Teraz Amelia próbowała zdjąć mu z nosa okulary przeciwsłoneczne. Ruszył głową, aby temu zapobiec, ale ta sucz dotknęła jego policzka. Policzka, którego w taki sposób mogłam dotykać tylko ja. Frano też o tym wiedział, więc od razu chwycił ją za nadgarstek i coś powiedział do niej w ostrym tonie. Dziewczyna odsunęła się nieznacznie. Sytuacja została skomentowana głośnymi śmiechami.

- Chłopak ma nerwy ze stali - poinformowała moja koleżanka. Spojrzałam na nią z niemym pytaniem. - Nie dość, że ty jesteś zafiksowana na nauce i mu nie dajesz, to jeszcze ma siłę odpychać się od lasek.

- Co ty sugerujesz?

- Że kocha cię jak cholera.

- Aha, niby daje mi tego dowody, ale jakoś przez gardło mu to nie przeszło.

- A serio musi?

- Fajnie byłoby to usłyszeć. Spójrz.
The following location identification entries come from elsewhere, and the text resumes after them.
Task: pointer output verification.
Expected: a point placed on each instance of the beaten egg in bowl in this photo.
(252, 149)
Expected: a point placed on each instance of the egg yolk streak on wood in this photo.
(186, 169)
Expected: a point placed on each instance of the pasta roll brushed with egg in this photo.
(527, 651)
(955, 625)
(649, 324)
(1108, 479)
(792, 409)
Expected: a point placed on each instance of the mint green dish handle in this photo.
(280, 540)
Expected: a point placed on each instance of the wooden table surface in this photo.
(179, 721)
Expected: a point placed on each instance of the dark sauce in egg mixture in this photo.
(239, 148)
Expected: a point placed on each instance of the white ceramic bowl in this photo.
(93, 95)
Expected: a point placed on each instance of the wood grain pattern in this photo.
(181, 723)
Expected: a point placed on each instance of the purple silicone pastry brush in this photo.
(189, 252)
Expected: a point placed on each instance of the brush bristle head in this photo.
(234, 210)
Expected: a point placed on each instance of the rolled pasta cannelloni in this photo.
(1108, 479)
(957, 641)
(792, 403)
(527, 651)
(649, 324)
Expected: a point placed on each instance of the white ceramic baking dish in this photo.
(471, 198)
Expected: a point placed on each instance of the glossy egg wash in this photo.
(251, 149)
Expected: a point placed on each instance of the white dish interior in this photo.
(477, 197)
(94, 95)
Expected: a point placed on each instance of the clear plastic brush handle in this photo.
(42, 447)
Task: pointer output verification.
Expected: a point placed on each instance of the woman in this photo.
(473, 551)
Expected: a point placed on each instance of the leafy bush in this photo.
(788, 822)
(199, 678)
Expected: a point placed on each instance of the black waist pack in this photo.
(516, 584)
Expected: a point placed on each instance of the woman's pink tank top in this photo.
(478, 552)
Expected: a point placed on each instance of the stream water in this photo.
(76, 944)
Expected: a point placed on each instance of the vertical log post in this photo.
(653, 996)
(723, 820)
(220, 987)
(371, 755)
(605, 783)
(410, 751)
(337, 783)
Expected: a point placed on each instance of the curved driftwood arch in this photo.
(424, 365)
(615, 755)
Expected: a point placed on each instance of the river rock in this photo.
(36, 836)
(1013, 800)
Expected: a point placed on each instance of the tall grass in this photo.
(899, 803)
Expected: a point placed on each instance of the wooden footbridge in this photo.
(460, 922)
Ta blać bardziej do niego pasuje. Wyglądem, stylem ubierania się, muzyką, pewnością siebie.... - zaczęłam wymieniać i zastanawiać się co on widzi w takiej niedoświadczonej, niezdarnej i łatwowiernej lasce jak ja.

- Przecież przeciwieństwa się przyciągają. Plus i minus, biegun północny i południowy, proton i elektron, anion i kation - wymieniała. - Majka? - spojrzała na mnie. - Ty serio masz jeszcze komeksy? Przecież masz świetną figurę, ładna buzię i faceta, który wygląda jak Adonis czy inne bóstwo i świata poza tobą nie widzi.